Technical Program

Paper Detail

Presentation #16
Session:ASR IV
Location:Kallirhoe Hall
Session Time:Friday, December 21, 13:30 - 15:30
Presentation Time:Friday, December 21, 13:30 - 15:30
Presentation: Poster
Topic: Speech recognition and synthesis:
Paper Title: AN EXPLORATION OF MIMIC ARCHITECTURES FOR RESIDUAL NETWORK BASED SPECTRAL MAPPING
Authors: Peter Plantinga, Deblin Bagchi, Eric Fosler-Lussier, The Ohio State University, United States
Abstract: Spectral mapping uses a deep neural network (DNN) to map directly from noisy speech to clean speech. Our previous study found that the performance of spectral mapping improves greatly when using helpful cues from an acoustic model trained on clean speech. The mapper network learns to mimic the input favored by the spectral classifier and cleans the features accordingly.
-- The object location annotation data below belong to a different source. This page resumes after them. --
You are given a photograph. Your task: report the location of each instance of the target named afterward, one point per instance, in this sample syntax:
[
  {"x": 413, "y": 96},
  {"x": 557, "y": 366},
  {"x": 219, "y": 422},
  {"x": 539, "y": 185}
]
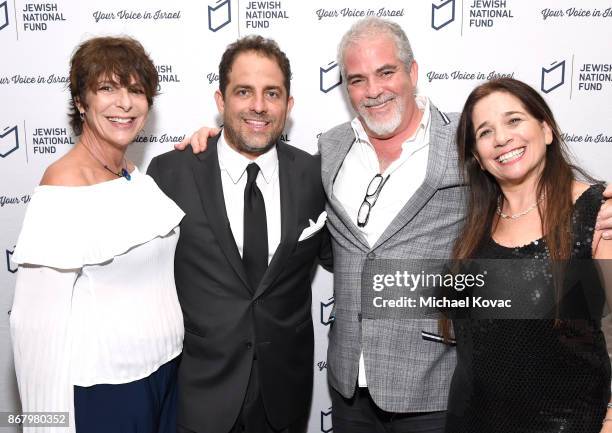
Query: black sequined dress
[{"x": 532, "y": 376}]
In this study, we explore two new innovations: we replace a DNN-based spectral mapper with a residual network that is more attuned to the goal of predicting clean speech. We also examine how integrating long term context in the mimic criterion (via wide-residual biLSTM networks) affects the performance of spectral mapping compared to DNNs. Our goal is to derive a model that can be used as a preprocessor for any recognition system; the features derived from our model are passed through the standard Kaldi ASR pipeline and achieve a WER of 9.3%, which is the lowest recorded word error rate for CHiME-2 dataset using only feature adaptation.